Y corrieron hacia él, embriagados de alegría.
Muerta estaba, en verdad, la pieza. Pero su muerte era remota. Un sutil lazo de alambre unido a una estaquita le rodeaba el cuello. En la parte que descansaba en la tierra, su cuerpo se había hecho plano; corrían las hormigas por él; un ojo había desaparecido por completo. Podía hacer un día o dos que el animal había exhalado el último suspiro.
—¡Qué lástima!—gruñó don Ismael.
Y añadió, vacilante:
—Si a usted le parece... nos lo llevaremos... para no ir así, de vacío...
Cuando bajaron a Aranjuez ya era de noche. Brillaban los farolillos de la estación—rojos, verdes, blancos—como una verbena. Una muchedumbre de pescadores y de devotos de la cetrería—todo el gentío que por la mañana había salido de Madrid para asolar los montes y despoblar el Tajo—asaltó el convoy. Don Ismael, ya en el coche, colocó el conejo bien a la vista; un pescador colgó, próxima a él, la red con el botín ganado. En la red había hasta una docena de sardinas. Aquel vecino genial, desconocedor de la ictiología, trataba de encubrir su fracaso y había adquirido en Aranjuez los primeros pescados que le ofrecieron. ¡Gentes felices con sus inocentes patrañas!...

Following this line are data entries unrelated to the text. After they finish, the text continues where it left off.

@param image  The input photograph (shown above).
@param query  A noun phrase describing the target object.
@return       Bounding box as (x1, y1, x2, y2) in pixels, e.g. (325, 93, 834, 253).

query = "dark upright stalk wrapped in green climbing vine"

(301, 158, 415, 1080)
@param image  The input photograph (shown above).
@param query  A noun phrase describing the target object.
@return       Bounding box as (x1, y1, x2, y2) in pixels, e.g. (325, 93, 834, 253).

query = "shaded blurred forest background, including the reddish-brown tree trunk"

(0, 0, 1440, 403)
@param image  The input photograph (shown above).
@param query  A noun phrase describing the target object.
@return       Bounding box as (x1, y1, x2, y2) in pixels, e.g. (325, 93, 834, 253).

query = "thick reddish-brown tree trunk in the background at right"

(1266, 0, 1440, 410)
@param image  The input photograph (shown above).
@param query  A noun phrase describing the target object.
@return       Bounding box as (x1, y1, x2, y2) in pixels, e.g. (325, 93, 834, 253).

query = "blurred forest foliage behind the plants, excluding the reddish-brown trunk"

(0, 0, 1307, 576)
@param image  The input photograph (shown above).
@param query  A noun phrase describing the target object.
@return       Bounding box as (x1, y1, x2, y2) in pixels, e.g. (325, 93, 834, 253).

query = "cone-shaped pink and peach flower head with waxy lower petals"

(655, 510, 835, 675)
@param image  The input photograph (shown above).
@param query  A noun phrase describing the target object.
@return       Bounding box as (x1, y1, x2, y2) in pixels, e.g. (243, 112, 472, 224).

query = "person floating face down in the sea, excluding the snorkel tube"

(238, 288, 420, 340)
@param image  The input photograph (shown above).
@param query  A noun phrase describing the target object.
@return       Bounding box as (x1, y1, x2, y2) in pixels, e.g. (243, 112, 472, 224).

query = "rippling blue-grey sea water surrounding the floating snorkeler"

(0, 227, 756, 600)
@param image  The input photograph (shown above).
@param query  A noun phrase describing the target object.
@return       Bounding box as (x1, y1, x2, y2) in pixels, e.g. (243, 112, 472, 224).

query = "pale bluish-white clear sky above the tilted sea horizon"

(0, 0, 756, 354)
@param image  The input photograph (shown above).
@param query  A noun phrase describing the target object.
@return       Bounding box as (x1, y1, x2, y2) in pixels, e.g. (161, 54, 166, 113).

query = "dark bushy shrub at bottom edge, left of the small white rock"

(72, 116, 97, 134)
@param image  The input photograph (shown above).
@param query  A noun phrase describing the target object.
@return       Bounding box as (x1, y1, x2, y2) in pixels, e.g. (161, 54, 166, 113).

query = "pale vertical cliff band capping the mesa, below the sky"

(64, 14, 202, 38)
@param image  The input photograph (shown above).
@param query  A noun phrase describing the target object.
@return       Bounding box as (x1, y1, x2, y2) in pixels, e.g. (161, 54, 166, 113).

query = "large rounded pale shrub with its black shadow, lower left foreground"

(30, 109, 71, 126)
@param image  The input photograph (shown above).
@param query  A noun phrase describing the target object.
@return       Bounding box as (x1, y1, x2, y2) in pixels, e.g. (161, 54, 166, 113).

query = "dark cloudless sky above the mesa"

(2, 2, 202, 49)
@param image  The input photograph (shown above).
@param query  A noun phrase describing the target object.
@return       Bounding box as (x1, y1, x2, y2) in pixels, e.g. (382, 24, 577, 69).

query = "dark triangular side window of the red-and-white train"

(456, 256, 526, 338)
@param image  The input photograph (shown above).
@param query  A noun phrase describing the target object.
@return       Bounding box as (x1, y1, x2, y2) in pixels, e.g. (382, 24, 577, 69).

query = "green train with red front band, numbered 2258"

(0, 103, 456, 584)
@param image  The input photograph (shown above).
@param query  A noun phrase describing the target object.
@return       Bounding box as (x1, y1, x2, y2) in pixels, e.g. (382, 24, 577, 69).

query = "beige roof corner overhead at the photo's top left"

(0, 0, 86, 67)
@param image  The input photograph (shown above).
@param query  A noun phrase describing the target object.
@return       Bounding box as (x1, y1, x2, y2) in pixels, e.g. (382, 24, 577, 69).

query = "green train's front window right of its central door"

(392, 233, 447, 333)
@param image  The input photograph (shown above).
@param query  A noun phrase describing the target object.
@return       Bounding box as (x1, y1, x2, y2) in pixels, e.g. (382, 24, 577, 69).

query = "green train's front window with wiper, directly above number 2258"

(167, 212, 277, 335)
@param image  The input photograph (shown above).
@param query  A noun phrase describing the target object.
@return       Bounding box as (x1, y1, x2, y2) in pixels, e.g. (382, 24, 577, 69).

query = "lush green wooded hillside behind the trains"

Pero he aquí que, ya en marcha el tren, comienza a difundirse por el vagón un olor sospechoso; se acentúa, se hace más y más intolerable... Rodeiro y su amigo comprenden y palidecen al mirarse. ¡Maldito conejo!... ¿Cómo es posible que sus compañeros de excursión creyesen la bella historia inventada por don Ismael acerca de la muerte de un animal que exhalaba un hedor tan repugnante?...
El pescador había olfateado varias veces. Luego dirigió una mirada de recelo hacia la carroña putrefacta que se escondía bajo la piel del conejo. Si se descubría todo... ¡Era el deshonor!... Pero don Ismael, tembloroso de miedo ante el ridículo, tuvo una idea. Se levantó, cogió el cadáver como para guardarlo en el morral, se acercó después a la ventanilla fingiendo mirar el paisaje, y arrojó disimuladamente el pequeño cuerpo corrompido.
Respiraron.
—Los conejos y las liebres—concluyó Rodeiro—que se sientan por las noches a ambas orillas de la vía para ver regresar el tren de los cazadores, han debido reirse entonces largamente.